Léon XIV, Donald Trump et la main invisible

15 mai 1891, Léon XIII : l’Église catholique plonge dans la mêlée économique. Rerum novarum (« Des choses nouvelles ») est un uppercut théologique contre le socialisme, une réponse ardente au séisme de la Révolution industrielle.
Ce pape y fracasse l’idée d’un collectivisme qui piétine la propriété privée, et décrète l’adhésion de l’Église à l’économie de marché.
La propriété privée ? Un droit sacré, fruit du labeur humain, que l’État doit protéger (par. 6).
Le marché ? Une arène où l’initiative peut briller (par. 32).
Un siècle plus tard, ce texte reste la boussole de l’enseignement social catholique, véritable cri pour la liberté économique.

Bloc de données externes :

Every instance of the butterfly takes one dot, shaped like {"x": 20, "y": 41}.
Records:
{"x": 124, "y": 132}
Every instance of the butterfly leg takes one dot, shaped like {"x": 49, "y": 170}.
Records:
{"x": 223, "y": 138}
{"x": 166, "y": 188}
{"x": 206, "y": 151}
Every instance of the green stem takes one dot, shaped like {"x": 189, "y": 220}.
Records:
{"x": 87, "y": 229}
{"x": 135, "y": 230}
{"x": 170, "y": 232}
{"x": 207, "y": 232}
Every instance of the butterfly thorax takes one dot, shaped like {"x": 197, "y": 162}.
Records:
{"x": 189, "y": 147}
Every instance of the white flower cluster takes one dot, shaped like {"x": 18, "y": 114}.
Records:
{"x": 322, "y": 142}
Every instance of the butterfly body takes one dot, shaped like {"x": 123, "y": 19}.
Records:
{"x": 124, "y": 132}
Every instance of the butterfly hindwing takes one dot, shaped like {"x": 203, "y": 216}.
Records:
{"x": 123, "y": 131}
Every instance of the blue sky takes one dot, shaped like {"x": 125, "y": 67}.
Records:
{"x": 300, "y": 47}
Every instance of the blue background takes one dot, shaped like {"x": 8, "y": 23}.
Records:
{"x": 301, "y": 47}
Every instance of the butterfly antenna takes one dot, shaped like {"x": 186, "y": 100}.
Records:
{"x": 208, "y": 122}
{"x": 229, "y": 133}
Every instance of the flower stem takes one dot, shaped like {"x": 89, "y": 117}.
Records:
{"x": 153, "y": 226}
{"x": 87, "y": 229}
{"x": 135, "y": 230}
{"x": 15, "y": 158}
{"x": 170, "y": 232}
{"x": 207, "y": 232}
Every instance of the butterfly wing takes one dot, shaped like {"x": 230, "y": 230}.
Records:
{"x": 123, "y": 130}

Changement d’époque, mais cohérence avec Jean-Paul II qui, en 1981, persiste et signe avec Laborem exercens (« Par le travail »).
Il y célèbre le travail comme vocation divine :
« Par le travail, l’Homme participe à l’œuvre de son Créateur », tonne-t-il (par. 1),
liant l’effort humain au mandat biblique de « soumettre la terre » (Genèse 1:28, cité par. 4).
Image de Dieu, l’Homme transforme le monde et se transcende lui-même, devenant « plus homme » à chaque sueur versée (par. 4).
Selon cette vision, le marché n’est pas une machine froide : c’est un espace où la créativité humaine peut et doit s’exprimer.
Centesimus annus (« La centième année », 1991) permet à Jean-Paul II de réaffirmer la doctrine énoncée un siècle plus tôt par son illustre prédécesseur Léon XIII.
Il y glorifie la propriété privée, élevant le « savoir-faire, la technologie et les compétences » au rang de nouvelle richesse, plus cruciale que la terre elle-même (par. 32).
« L’initiative économique » ? Une flamme sacrée qui permet de « percevoir et satisfaire les besoins d’autrui » (par. 35).
Les profits ? Pas une idole, mais un signe que « les facteurs productifs ont été correctement utilisés et que les besoins humains ont été satisfaits » (par. 35).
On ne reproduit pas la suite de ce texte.